Netflix’s latest true-crime documentary series, The Investigation of Lucy Letby, premiered in early 2026 and has quickly become one of the platform’s most watched and most discussed releases of the year. The four-part series meticulously examines the case of former neonatal nurse Lucy Letby, convicted in 2023 of murdering seven babies and attempting to murder six others at the Countess of Chester Hospital between June 2015 and June 2016 — a crime wave that shocked the United Kingdom and exposed deep failures in hospital oversight and whistleblower protection.
Directed by Bafta-winning filmmaker Sam Benstead and produced by ITN Productions for Netflix, the series does not attempt to retry Letby’s guilt — her convictions were upheld on appeal in 2024 — but instead focuses on how the murders went undetected for so long, how the hospital and senior doctors repeatedly failed to act on mounting concerns, and how the families of the victims were left to fight for answers when the system meant to protect their children instead protected itself.

The documentary opens with raw, never-before-seen 999 calls from frantic parents who rushed their suddenly deteriorating babies back to the unit, only to be told “these things happen” in premature infants. It then traces the slow-building suspicion among consultants Dr. Stephen Brearey and Dr. Ravi Jayaram, who noticed an alarming cluster of unexplained deaths and collapses whenever Letby was on shift. Despite raising alarms as early as 2015, their concerns were dismissed by hospital executives who feared reputational damage and preferred to attribute the deaths to natural causes or staffing shortages.

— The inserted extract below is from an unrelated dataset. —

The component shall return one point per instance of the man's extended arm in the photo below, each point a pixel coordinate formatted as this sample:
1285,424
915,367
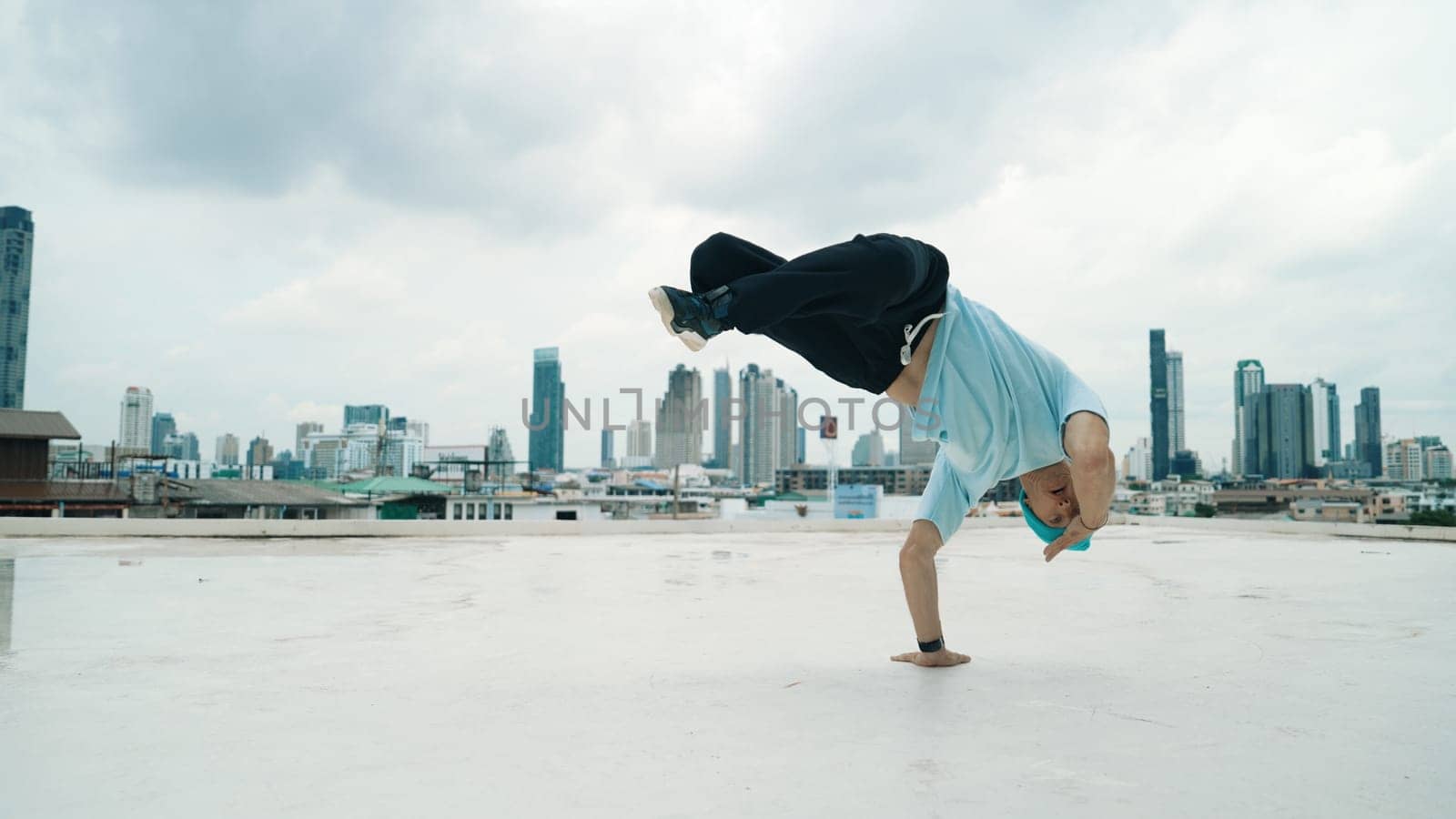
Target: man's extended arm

Interviews with the grieving parents are the emotional core of the series. Mothers and fathers describe the terror of watching their tiny, fragile babies suddenly stop breathing or collapse for no medical reason, the guilt they carried for trusting the hospital, and the crushing blow of learning years later that a nurse had deliberately harmed their children. One mother, whose son was among those killed, says: “We handed our baby over to people we thought were saving him. Instead, they were taking him from us.”

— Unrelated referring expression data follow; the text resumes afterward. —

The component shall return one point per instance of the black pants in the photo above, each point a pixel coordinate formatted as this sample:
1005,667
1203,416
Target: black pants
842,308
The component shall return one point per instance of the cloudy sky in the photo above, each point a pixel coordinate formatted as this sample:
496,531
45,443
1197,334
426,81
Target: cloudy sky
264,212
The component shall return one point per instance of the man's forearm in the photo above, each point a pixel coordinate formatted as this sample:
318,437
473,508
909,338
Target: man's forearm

The series also features powerful testimony from whistleblower doctors who faced hostility and professional ostracism for speaking up. Dr. Brearey recounts being told to “stop making trouble” when he first raised concerns, while Dr. Jayaram describes the moment he walked into the unit and saw Letby standing over a baby whose breathing tube had been dislodged — a moment he reported but which was not acted upon for months.
Police bodycam footage, hospital CCTV stills, insulin test results, and shift pattern analysis are woven throughout, showing how Operation Hummingbird eventually built an overwhelming circumstantial case against Letby. The documentary includes excerpts from her police interviews, where she repeatedly denies wrongdoing and suggests the deaths were due to poor hospital conditions — claims the jury ultimately rejected.
Critics have praised the series for its restraint and respect for the victims. The Guardian called it “a necessary, unflinching piece of public-service television,” while The Times described it as “a devastating portrait of institutional failure and individual evil.” Viewer reactions have been intense, with many reporting they watched through tears and felt compelled to discuss NHS whistleblower protections and patient safety afterward. The series holds a 94% audience score on Rotten Tomatoes, with comments like “I had to pause after each parent interview — the grief is unbearable” and “This is one of the most important documentaries Netflix has ever released.”
The final episode includes a prison interview with Letby, where she continues to maintain her innocence and insists the deaths were the result of systemic failures rather than deliberate acts. The filmmakers present her words without editorial comment, allowing viewers to weigh them against the evidence that convicted her.
For anyone who followed the Letby case in real time — or is only now discovering its full horror — The Investigation of Lucy Letby is essential viewing. It is not sensationalist entertainment; it is a painful, necessary examination of how evil can hide in plain sight, how systems can fail the most vulnerable, and how truth can take years to surface.
All four episodes are now streaming on Netflix. Be prepared: this one will break your heart, challenge your trust in institutions, and stay with you long after the screen goes dark.